Critical yielding rheology: from externally deformed glasses to active systems

TL;DR

This study uses simulations to explore the yielding transition in disordered materials and active systems, revealing differences in critical behavior and universality classes under various loading conditions.

Contribution

It provides the first detailed comparison of yielding behavior in passive and active disordered systems, highlighting different critical exponents and universality classes.

Findings

A Herschel-Bulkley law is observed in both scenarios.

Different critical exponents suggest different universality classes.
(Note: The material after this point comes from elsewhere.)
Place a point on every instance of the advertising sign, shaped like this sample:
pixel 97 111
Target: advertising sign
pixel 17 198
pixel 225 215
Active systems show a vanishing liquid regime near the jamming point.

Abstract

In the last decade many research efforts have been focused on understanding the rheology of disordered materials, and several theoretical predictions have been put forward regarding their yielding behavior. Nevertheless, not many experiments nor molecular dynamics simulations were dedicated to testing those theoretical predictions. Here we use computer simulations to study the yielding transition under two different loading schemes: standard simple shear dynamics, and self-propelled, dense active systems. In the active systems a yielding transition is observed as expected, when the self-propulsion is increased. However, the range of self-propulsions in which a pure liquid regime exist appears to vanish upon approaching the so-called "jamming point" at which solidity of soft-sphere packings is lost. Such an "active yielding" transition shares similarities with the generic yielding transition for shear flows. A Herschel-Bulkley law is observed in both loading scenarios, with a clear difference in the critical scaling exponents between the two, suggesting the existent of different universality classes for the yielding transition under different driving conditions. In addition, we present direct measurements of length and time scales for both driving scenarios. A comparison with theoretical predictions from recent literature reveals poor agreement with our numerical results.